Apr 4, 2011

The Importance of No Child Left Behind (Summary of Parts I, II, III, IV, and V)

This article concludes a series that I began several days ago focused on the importance of No Child Left Behind. In this concluding article I summarize the key points made in the previous articles.

The No Child Left Behind Act of 2001 was proposed by President George W. Bush in June 2001 and passed by an overwhelming margin on a bipartisan vote in both houses of the U. S. Congress; Ted Kennedy was a key sponsor of the legislation in the Senate. The law effectively mandates that 95% of all students in K-12 public schools show grade level performance as measured on a standardized test. Data are disaggregated according to economic status and ethnicity, and grade level performance must be met by students within each category. Failure to make Adequate Yearly Progress (AYP) for two years in a row obligates a school district to offer students enrollment in another school; a third year of failure to make AYP mandates free tutoring; a fourth year of not making AYP continues free tutoring and puts the school on notice that it will be restructured if failure continues; a fifth year mandates planning for restructuring; and a sixth year results in implementation of the restructuring plan.

Opponents of No Child left Behind have offered several insubstantial criticisms:

1) Some say that standardized testing is not as flexible or "authentic" as demonstrative approaches such as portfolios, projects, and presentations.

In fact, standardized tests represent the the most objective means of fairly judging a particular student's knowledge and skill base.

Some say that the administration of an annual standardized test encourages teachers to "teach to the test."

In fact, we should hope that this is true, because a properly constructed math or reading test features the key material to be learned at a given grade level; and teaching to the test assures that substantive academic content is offered to students, many of whom in numerous schools have for year after year received little academic content at all.

2) Some opponents of No Child Left Behind object to federal mandates to the states, seeing this as another intrusion of the federal government into the lives of people and the governments closest to them.

In fact, the sort of training that teachers receive from education professors is highly similar across the country, so that local control has always been an illusion. Education in the K-12 public schools of the United States would be improved by a nationally consistent approach to subject area content in the manner of the best systems of East Asia and Europe.

3) Some critics charge that so much focus on reading and math results in a "narrowing of the curriculum."

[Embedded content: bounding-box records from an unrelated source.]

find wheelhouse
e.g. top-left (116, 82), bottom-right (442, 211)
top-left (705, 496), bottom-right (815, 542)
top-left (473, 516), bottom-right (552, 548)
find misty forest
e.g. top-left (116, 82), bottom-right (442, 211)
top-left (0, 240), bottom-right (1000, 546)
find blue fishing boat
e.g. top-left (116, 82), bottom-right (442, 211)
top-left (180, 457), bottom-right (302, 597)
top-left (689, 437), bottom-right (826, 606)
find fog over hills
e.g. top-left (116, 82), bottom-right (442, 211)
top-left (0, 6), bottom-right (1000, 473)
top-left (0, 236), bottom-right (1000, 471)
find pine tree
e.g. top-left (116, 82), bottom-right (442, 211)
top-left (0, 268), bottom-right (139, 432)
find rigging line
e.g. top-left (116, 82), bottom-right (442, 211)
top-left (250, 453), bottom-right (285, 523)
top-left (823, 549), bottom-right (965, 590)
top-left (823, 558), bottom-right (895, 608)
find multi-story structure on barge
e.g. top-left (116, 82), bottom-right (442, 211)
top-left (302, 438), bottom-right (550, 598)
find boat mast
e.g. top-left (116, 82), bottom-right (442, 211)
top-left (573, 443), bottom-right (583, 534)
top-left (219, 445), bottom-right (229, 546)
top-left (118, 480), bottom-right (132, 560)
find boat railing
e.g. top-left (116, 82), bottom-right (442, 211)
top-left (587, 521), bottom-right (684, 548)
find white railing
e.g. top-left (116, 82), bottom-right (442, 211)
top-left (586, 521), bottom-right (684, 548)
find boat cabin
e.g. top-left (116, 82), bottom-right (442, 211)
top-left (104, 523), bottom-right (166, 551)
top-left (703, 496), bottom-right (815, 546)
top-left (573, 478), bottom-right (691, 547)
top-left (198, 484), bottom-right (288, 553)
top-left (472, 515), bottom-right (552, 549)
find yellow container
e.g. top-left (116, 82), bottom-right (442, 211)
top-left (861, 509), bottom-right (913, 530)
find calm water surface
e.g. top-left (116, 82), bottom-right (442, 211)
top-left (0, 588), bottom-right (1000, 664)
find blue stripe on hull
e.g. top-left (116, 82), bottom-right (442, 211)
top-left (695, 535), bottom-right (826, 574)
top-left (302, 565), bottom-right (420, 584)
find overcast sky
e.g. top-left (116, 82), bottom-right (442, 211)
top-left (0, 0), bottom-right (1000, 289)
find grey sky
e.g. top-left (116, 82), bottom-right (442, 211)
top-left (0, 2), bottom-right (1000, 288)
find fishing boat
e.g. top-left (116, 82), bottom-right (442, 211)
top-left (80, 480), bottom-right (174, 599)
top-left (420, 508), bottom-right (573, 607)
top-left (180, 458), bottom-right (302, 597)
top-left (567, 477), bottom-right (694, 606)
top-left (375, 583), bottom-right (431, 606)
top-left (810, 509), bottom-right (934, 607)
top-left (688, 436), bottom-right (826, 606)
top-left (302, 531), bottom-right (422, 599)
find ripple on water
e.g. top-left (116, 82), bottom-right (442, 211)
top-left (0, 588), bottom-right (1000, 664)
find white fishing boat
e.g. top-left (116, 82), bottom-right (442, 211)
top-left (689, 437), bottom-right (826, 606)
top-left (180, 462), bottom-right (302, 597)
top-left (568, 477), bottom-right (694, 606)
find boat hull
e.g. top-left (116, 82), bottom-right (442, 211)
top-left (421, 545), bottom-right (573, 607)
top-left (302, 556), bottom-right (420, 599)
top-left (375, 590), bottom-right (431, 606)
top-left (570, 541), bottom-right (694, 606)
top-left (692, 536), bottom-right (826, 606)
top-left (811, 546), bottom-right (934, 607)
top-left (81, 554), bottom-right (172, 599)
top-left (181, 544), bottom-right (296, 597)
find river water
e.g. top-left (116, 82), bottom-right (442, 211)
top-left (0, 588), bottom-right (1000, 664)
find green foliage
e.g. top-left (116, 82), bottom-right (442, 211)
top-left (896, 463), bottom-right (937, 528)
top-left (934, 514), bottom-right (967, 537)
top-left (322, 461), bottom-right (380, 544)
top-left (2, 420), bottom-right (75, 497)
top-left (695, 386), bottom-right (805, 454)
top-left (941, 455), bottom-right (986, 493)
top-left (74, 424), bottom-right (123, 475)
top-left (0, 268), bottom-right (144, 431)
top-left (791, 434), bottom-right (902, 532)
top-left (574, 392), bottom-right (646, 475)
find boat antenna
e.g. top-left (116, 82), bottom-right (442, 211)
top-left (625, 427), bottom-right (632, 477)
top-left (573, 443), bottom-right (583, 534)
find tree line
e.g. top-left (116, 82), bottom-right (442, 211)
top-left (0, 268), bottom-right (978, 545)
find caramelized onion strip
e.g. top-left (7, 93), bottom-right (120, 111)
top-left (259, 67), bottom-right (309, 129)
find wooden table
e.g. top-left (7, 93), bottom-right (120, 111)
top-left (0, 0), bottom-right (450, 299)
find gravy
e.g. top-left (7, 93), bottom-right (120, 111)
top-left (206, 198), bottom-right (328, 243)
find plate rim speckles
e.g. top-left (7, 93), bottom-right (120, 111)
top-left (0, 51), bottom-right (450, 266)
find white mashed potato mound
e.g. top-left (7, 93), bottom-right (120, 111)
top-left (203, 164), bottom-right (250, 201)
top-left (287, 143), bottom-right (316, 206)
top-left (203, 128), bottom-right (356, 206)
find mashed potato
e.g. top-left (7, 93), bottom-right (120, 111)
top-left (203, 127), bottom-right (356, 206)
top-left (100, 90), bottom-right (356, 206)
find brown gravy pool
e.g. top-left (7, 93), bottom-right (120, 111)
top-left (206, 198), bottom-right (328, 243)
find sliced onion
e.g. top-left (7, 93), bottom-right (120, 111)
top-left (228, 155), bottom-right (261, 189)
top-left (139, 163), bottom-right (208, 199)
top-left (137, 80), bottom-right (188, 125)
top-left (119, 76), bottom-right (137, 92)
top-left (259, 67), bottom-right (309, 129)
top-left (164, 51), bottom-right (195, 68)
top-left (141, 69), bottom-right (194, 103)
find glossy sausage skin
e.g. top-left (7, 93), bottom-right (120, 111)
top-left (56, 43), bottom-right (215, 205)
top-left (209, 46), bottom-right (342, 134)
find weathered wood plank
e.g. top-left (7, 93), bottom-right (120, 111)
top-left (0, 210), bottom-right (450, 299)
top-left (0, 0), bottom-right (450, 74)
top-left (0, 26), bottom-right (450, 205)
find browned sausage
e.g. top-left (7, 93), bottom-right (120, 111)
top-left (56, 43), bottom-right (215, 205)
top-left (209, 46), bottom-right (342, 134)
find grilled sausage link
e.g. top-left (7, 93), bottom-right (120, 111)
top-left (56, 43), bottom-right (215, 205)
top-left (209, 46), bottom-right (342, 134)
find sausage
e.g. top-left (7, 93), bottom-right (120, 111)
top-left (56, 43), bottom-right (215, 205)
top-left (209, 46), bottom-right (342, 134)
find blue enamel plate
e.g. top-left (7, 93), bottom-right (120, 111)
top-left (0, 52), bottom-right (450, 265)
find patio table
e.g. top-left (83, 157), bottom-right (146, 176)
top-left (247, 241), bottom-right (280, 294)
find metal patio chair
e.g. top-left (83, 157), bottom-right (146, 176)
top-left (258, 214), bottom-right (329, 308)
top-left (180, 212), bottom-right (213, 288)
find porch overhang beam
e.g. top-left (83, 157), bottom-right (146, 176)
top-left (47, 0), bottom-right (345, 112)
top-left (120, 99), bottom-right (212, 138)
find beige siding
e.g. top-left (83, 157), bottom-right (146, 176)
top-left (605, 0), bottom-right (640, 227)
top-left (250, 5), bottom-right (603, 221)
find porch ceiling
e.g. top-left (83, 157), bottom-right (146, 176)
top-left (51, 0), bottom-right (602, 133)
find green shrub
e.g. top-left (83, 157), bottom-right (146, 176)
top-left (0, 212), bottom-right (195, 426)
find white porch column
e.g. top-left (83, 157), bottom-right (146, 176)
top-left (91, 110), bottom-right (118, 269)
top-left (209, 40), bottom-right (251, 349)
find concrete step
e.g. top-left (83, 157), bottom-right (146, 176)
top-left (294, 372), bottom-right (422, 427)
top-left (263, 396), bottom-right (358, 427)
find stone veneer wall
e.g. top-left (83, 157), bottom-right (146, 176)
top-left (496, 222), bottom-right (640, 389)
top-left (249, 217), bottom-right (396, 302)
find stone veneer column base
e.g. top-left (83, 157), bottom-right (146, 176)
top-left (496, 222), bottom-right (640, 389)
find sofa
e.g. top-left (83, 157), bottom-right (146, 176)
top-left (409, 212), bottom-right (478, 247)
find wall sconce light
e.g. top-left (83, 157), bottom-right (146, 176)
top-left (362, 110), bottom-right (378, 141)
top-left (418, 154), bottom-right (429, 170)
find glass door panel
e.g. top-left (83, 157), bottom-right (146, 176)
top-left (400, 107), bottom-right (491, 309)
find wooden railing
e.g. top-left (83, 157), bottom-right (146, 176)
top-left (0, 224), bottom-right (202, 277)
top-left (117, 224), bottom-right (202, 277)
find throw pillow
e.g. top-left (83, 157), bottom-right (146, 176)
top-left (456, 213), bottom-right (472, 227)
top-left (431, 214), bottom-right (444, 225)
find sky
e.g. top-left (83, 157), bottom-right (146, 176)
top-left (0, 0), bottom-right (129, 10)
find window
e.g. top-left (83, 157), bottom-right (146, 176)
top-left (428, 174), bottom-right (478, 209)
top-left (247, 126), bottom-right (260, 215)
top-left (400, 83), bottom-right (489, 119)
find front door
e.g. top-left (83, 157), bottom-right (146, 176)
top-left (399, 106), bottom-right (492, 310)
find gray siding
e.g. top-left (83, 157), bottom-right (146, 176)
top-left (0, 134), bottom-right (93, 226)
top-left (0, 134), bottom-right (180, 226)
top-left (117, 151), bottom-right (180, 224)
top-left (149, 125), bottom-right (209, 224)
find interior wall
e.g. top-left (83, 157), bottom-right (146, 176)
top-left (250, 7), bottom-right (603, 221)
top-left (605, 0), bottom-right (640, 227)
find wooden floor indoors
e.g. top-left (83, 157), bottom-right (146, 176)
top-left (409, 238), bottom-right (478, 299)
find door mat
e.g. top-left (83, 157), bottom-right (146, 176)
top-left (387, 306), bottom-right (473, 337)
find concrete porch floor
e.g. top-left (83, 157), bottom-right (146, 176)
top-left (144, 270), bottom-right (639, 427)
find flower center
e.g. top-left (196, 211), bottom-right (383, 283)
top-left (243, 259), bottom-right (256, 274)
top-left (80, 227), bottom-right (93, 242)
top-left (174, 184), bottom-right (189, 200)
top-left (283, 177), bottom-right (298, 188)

In fact, there is very little in the way of a curriculum in K-6 schools across the United States, and a typical approach to middle school devalues subject area curriculum in favor of student socialization skills. Subject area courses in the typical high school are frequently poorly taught, but not narrowed by No Child Left Behind.

And reading should in any case be taught in a subject area context, so that the skill of reading is an agent for acquiring broad and deep academic knowledge.


4) And some critics say that No Child Left Behind is too punitive, placing harsh judgment on schools that fail to make AYP, unfairly castigating teachers, and lumping many schools with overall good performance records with those that are obviously struggling.

In fact, the standards set forth by No Child left Behind are applied to all schools fairly, holding them accountable for properly educating students of every economic and ethnic category. This is precisely what disaggregation of the data is supposed to do, and any school that fails to educate students of all descriptors is not a good school, whatever its previous reputation.


No Child Left Behind is in political trouble because it is the most serious challenge in United States history to the failed K-12 schools run by the education establishment. That establishment is backed by powerful lobbies, and many politicians receive hefty campaign contributions by the education establishment that those lobbies represent.

If we let ill-founded arguments and gossamer catch-phrases bring down No Child Left Behind, we will lose our best chance in United States history to apply appropriate pressure on our failed K-12 public schools to undertake meaningful change.